Note, as explained above and in detail here, the mainstream do not actually know what money is. Well, let us be clear: it is the final good for which (all) other goods exchange. All of us who are productive make things for sale or sell services, even if it is only our own labour. We sell goods and services which we produce or offer for other goods and services we need. The most marketable of all commodities, money, is accepted by you and other citizens and facilitates exchange of your goods and services for other goods and services. Note that, at all times, money facilitates the exchange of real goods for other real goods.
Party one and a counterparty exchanging or “selling” the house between one another 10 times causing an “increase in velocity” and thus an increase in the price level as an idea is utter garbage. If one party had sold real goods and saved in anticipation of buying the house — real bricks and mortar via the medium of money — this would facilitate a transaction of something (the party’s saved real goods) for something (the counterparty’s real house). Printing money to make sure the price level stays stable to facilitate the “circulating” house in the first example will facilitate a transfer of nothing (the paper) for something (the house). This is commonly called counterfeiting.
This may be another helpful example of why velocity is utterly meaningless. Consider a dinner party: Guest A has a £1. He lends it to Guest B at dinner, who lends it to Guest C who lends it to Guest D. If Guest D pays it back to Guest C, who pays it back to Guest B pays Guest A, the £1 is said to have done £4’s worth of work. The bookkeeping of this transaction shows that £1 was lent out 4 times and they all cancel each other out! Just to be clear, £1 has done £1’s work and not £4’s work. No real wealth or value is created.
The velocity of circulation makes no economic sense.
Error Three — the general price level
Since the monetary authorities have no means to sum the price and quantity of every individual transaction, they must work instead with the “general price level”, ignoring the vital role of changes in relative prices.

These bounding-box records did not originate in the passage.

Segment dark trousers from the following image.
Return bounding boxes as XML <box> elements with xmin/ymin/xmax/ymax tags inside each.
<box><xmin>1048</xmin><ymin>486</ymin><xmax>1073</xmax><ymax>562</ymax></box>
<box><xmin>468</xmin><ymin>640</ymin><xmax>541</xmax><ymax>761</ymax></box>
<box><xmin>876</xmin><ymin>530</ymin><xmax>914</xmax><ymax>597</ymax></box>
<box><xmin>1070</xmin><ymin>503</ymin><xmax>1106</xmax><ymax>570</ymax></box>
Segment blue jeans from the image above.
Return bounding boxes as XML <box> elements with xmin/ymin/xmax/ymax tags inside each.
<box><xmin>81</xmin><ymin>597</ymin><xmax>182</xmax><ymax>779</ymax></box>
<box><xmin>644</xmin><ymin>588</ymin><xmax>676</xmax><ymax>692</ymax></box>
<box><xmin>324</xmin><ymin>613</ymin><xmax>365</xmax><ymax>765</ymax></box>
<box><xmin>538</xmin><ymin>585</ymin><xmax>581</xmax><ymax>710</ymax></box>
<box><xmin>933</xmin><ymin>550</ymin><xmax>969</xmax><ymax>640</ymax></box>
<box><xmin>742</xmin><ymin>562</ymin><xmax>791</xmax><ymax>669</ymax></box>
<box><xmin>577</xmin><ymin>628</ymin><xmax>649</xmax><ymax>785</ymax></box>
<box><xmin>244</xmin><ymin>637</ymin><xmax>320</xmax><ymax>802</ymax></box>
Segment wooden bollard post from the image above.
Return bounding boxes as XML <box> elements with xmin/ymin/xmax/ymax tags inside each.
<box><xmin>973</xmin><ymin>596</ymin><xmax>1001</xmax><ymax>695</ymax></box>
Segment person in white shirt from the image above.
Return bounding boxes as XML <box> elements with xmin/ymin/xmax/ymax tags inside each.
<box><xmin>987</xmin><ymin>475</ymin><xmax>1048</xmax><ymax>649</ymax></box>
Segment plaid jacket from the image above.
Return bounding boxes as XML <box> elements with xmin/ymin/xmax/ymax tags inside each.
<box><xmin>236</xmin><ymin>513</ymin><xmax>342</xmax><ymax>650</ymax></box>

As early as 1912, Ludwig von Mises demonstrated that new money must change the structure of relative prices. As anyone who has lived through the past year could tell you, new money is not distributed equally to everyone in the economy. It is injected over time and in specific locations: new money redistributes income to those who receive it first. This redistribution of income not only alters people’s subjective perception of value, it also alters their weight in the marketplace. These factors can only lead to changes in the structure of relative prices.
Mainstream economists believe that “money is neutral in the long run”. They do not have a theory of the capital structure of production which can account for the effects of time and relative prices. They believe increases in the money supply affect all sectors uniformly and proportionately. This is manifestly untrue: look at changes in the Bank of England’s balance sheet and your bank statement.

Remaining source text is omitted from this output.